É possível observar que os países cujas estratégias combinam a tomada de decisões com base na ciência e o desenvolvimento de um sistema de informações públicas aberto e transparente obtiveram resultados melhores na gestão da crise e na distribuição das doses disponíveis. Mas ainda precisamos ir além: afirmamos a importância da transparência dos contratos que os governos firmam com as empresas farmacêuticas. Este fator é de importância fundamental para que os povos possam exercer um papel de monitoramento sobre os compromissos assumidos por seus governos na aquisição de vacinas, seus preços e quantidades. Observamos com preocupação que muitas dessas empresas estão exercendo práticas abusivas e de monopólio baseadas em lógicas mercantis. Entretanto, cidadãos bem informados sobre os contratos para aquisição de vacinas terão muito mais capacidade de exigir condições de compra favoráveis para a sociedade, com base no bem comum e a preços justos. Condições que, atualmente, essas empresas não estão cumprindo.

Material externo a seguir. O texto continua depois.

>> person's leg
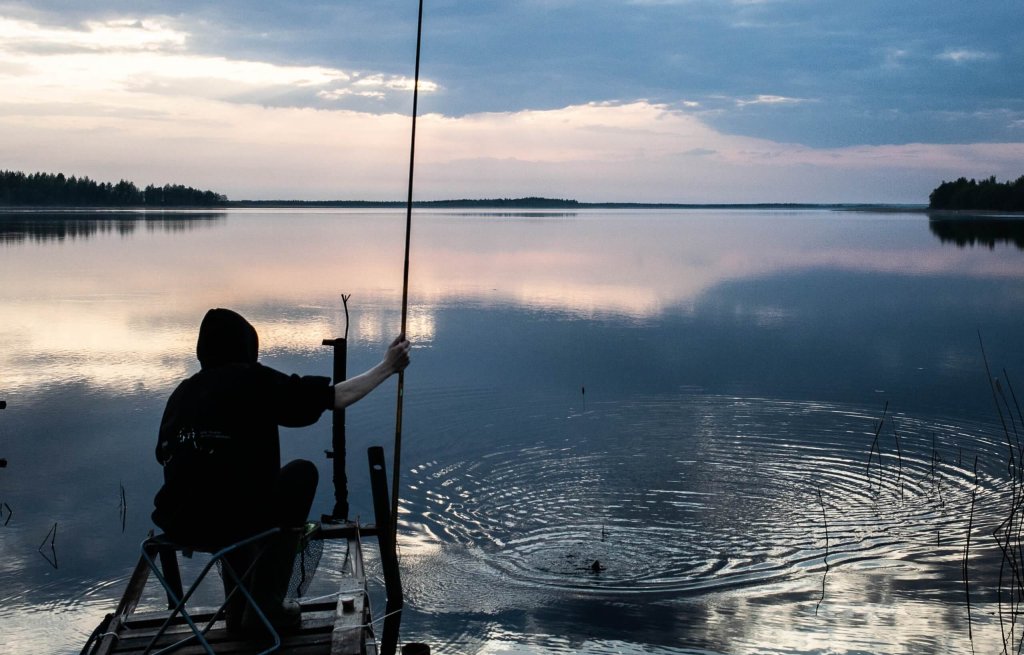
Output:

Por fim, nós na Fundación Avina acreditamos que a informação é um fator fundamental para incentivar a participação cidadã. Durante o ano de 2020, houve reações sociais frente à gestão da pandemia nos quatro cantos do mundo. Isso está relacionado não somente à falta de informações verídicas, mas também à falta de participação e à ausência generalizada dos cidadãos na criação das estratégias de enfrentamento da pandemia. Por isso, a informação se faz ainda mais necessária como base para a tomada de decisões e para o envolvimento da sociedade civil organizada, cujo apoio é de importância fundamental para executar com sucesso qualquer plano de gestão da pandemia.

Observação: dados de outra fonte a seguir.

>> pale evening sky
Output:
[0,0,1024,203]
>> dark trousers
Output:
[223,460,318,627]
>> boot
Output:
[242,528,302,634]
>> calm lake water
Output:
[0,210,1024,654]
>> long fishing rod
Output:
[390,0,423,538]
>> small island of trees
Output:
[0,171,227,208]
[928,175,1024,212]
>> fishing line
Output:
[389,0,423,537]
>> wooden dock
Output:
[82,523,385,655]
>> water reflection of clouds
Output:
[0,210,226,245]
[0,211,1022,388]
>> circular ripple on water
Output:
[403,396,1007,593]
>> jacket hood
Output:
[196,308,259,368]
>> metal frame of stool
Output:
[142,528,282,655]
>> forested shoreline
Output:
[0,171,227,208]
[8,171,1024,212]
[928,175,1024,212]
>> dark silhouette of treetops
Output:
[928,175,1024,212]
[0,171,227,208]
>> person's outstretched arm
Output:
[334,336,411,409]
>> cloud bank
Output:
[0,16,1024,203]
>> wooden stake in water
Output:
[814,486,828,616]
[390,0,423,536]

Abordar a questão das vacinas pode nos dar pistas de como resolver outros grandes problemas globais. A crise climática é o maior desafio que enfrentamos como humanidade em toda nossa história e nossa sobrevivência depende de sua superação. É, também, outro problema global cuja superação dependerá de respostas globais. Nesse sentido, a crise imediata que estamos atravessando pode ser uma oportunidade para aprender a gerar essas soluções globais das quais tanto precisamos para garantir a continuidade da vida tal qual a conhecemos. Na Fundación Avina, sabemos que muitas coisas mudaram, porém muitas outras ainda precisam mudar. O retorno da antiga normalidade, em nossa visão, não é uma opção. Precisamos criar um novo normal no qual a inclusão, o bem-estar, a igualdade e o desenvolvimento em harmonia com o ambiente e os bens ecossistêmicos sejam a base da vida para o presente e o futuro.